|Jacobsen (left) with client (right)|
Well, it turns out I lost that design competition I was so bent on winning last week. The winning team had a full working prototype, two in fact, and their product was super-sustainable. They may as well have renamed it 'sustainable product' because that's all it was about. So I lost out to a sustainable product. SO my product wasn't as sustainable as theirs. Yes, I'm not going to say I wasn't annoyed, for I was. But what can I do about it? Nothing. Just sit there, smile, say well done, and suppose that if the entire competition is focused on finding the most sustainable product, it wasn't really designed for me. What with my utter hatred of all things sustainable and that.

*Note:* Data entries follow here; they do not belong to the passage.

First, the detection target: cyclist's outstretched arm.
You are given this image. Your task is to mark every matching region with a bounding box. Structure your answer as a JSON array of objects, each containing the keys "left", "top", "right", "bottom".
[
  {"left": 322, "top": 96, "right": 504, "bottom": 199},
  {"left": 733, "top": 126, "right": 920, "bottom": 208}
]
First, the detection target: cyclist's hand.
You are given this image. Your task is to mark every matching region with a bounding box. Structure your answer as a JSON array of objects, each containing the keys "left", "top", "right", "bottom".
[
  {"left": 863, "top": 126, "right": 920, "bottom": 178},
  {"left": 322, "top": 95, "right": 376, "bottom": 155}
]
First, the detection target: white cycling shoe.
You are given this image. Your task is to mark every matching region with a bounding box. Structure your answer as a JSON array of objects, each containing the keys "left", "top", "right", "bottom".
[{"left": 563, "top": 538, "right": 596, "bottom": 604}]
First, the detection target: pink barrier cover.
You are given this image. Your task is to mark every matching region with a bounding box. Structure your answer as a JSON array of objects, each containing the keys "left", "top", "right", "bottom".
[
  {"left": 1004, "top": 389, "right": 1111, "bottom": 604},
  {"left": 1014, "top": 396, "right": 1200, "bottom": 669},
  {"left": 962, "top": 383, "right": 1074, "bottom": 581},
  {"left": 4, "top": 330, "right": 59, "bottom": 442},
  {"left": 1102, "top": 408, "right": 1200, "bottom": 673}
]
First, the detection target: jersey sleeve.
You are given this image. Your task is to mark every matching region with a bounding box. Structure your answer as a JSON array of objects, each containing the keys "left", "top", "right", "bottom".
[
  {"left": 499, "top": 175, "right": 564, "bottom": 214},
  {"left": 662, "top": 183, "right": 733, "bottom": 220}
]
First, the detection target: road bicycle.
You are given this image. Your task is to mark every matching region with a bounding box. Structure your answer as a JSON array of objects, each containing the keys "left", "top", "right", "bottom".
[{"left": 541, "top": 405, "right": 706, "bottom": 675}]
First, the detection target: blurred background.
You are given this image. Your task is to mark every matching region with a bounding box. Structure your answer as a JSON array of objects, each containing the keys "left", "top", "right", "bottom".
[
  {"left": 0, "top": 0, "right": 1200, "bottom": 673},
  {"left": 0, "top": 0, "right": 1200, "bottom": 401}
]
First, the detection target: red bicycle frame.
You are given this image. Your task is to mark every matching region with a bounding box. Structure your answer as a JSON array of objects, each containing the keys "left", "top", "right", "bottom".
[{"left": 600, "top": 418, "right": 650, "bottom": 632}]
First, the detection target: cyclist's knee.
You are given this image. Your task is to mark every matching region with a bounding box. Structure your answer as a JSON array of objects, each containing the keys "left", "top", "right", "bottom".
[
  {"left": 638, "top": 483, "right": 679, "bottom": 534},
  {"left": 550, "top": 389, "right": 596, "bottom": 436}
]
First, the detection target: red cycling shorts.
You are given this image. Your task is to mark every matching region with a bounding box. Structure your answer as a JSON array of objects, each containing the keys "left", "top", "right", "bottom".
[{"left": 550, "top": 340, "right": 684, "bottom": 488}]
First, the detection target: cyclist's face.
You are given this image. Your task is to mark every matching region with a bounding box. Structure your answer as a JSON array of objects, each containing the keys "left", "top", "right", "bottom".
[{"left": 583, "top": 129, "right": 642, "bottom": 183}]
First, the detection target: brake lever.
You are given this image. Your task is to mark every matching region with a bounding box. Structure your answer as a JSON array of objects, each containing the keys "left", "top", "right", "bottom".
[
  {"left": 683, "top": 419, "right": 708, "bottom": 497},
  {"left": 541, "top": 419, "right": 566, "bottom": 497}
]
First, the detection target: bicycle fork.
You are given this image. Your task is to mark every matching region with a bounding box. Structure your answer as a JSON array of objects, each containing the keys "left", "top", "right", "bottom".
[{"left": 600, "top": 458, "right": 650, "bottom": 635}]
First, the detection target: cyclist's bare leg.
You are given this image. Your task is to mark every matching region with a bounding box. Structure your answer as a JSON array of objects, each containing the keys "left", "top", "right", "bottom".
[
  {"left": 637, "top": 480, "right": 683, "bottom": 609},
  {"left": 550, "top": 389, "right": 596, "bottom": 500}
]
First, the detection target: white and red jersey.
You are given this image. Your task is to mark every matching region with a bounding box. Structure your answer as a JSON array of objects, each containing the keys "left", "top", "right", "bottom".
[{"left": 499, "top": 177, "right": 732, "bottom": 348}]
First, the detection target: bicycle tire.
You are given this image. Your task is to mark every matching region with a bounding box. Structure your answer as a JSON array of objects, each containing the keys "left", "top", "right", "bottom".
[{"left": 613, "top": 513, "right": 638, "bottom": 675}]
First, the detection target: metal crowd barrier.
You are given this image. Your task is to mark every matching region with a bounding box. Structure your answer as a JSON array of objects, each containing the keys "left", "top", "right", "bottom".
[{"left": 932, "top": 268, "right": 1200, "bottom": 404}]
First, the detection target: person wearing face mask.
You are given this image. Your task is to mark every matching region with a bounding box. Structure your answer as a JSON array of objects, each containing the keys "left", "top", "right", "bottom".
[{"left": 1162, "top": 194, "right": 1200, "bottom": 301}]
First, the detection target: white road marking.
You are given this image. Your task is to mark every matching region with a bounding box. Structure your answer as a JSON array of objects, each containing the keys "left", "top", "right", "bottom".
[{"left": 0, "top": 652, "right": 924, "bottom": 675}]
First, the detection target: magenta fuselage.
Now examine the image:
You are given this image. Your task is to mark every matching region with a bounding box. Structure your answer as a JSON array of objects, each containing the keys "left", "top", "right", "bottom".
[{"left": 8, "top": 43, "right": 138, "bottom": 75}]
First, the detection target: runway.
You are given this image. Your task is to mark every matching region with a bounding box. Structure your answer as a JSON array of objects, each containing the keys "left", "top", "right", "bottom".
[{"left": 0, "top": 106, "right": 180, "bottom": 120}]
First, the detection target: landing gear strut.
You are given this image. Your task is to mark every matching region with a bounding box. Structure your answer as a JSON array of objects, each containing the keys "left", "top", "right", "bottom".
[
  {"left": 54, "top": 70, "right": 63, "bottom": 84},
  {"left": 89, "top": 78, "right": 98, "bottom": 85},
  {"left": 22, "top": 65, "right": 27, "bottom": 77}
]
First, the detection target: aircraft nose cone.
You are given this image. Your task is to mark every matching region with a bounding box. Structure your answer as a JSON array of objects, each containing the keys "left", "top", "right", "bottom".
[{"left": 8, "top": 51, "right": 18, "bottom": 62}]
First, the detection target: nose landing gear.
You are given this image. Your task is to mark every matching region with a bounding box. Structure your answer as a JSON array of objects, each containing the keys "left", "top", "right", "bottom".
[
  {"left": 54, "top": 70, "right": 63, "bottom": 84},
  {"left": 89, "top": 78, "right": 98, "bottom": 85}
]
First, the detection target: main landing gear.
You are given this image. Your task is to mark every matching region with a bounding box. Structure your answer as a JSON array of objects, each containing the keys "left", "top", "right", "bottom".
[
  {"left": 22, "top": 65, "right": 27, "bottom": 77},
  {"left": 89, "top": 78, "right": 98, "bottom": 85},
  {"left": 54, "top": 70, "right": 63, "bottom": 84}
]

Even still, I'd hoped that good design would shine out over products that are good just because they're a neat idea. I guess not. It seems that not even my mentioning of Jacobsen and his elegant work with Danmarks Nationalbank won them over. Not even showing them I know my design history. Showing them I know where design's coming from, and by heck do I respect it. In fact, I much prefer some of the 40s and 50s modernist designs than some of the gimmicky crap that eco-designers turn out today. The world's bent on being eco-friendly, and it's killing design. Every now and then, there's a good 21st century design I see and I like. For example, Maarten van Severen's furniture never ceases to impress me with its simplicity and flat texture. But sometimes I wish we had the Eameses back. Or Jacobsen somehow overcame his no doubt charcoaled lungs and excessive eating and didn't die in 1972. Or if Gerrit Rietveld just happened to design another few chairs like the Red and Blue chair. But sadly they didn't. So perhaps we should keep looking forwards and hope that some more great designers come our way.